Makes me cry too, for the price...in a bad way.  Definitely not worth it.  

I wonder what their production cost is?  Nickels?

----------


## dave lorrez

@Mike, i had more than 1 and the first pieces defenitely had something  :Wink: 


Dave

----------


## Aaron Justice

> @Mike, i had more than 1 and the first pieces defenitely had something 
> 
> 
> Dave


I saw the same effect on the Oni and Mantis swords I saw in person. It's not hada, the general concensus is that it's "alloy banding", a naturally occuring layering in the steel. Even the old Paul Chen Tokugawa katana had it.

----------


## dave lorrez

Thxs Aaron, never heard of that before..

Saw the same kind of stuff in a naginata




Dave

----------


## Aaron Justice

Not sure what creates alloy banding, but AndrewHarrington forged a whaling knife and posted it here, it also had a large level of alloy banding. Couldn't find the thread though.

----------


## Andrew G.

I owned an experimental James Raw blade in which he intentionally aimed to create alloy-banding in order to mimick hada.  The banding only occurred within the yakiba.

I will try to look up a thread where some smiths chimed in about it and post it.

----------


## Andrew G.

Here we go:

http://www.swordforum.com/forums/sho...highlight=en45

----------


## Peter Bystrom

I Own it and i can tell some of you guys just guessing using badly taken photos of it. It is handpolished with japanese waterstones. Im new here so i dont know how to upload photos,but when i figure it out,i will send som pics of My Paper Crane Katana.

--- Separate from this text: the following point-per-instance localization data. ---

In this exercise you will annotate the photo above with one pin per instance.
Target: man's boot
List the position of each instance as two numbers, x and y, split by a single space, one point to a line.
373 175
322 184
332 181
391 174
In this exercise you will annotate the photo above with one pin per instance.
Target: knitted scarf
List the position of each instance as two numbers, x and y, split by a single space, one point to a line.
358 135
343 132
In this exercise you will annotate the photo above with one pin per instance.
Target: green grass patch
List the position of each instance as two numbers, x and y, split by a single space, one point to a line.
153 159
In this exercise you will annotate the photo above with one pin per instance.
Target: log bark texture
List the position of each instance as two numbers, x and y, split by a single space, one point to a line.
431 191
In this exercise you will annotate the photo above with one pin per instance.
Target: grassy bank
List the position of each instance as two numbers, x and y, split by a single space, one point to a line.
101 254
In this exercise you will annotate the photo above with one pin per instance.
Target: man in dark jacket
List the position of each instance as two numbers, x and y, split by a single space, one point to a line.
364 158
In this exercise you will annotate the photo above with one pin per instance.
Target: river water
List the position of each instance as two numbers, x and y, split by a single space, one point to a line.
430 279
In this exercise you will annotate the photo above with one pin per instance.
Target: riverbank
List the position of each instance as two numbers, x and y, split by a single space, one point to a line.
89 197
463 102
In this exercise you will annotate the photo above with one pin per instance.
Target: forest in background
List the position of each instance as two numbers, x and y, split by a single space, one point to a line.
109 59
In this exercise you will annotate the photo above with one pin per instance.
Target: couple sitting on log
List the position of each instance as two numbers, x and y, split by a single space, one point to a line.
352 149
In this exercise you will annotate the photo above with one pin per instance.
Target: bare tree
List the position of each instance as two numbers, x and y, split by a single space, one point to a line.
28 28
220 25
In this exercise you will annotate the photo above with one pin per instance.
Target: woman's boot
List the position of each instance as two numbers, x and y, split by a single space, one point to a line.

Edit: managed to upload one. As you can see,its basically a mirrorpolish on it.

----------


## Holger P.

Wow, your's looks much better. It's really ridiculous that Hanwei is inconsistent even with their "top of the line" sword. As you can see, mine has the typical Hanwei frosting and the polish is not different from any of their other high end Katanas. I also have the Paper Crane Wakizashi and the hamon looks like yours but the polish is somewhat between your sword and the picture above from Dave. The fittings are beautiful but overall I don't see the high price justified. In my opinion you can take any Kami or Praying Mantis Katana and you get the same level of quality. I haven't noticed any special "heirloom quality".

----------


## Peter Bystrom

Holger..are you Swedish by any chance? I am! Hehe! Well,yes,it seems they have that frosting on your sword! And almost a straight hamon too! I never knew they were that inconsistent with their high end swords,they even used different methods on ours,Thats weird! Mine has no frosting at all,the polish on the hamon is actually pretty close to an nihonto. But mine has an other type of flaw - its less sharp than My tori XL and Bushido,so it seems they didn't bother to sharpen it fully!

----------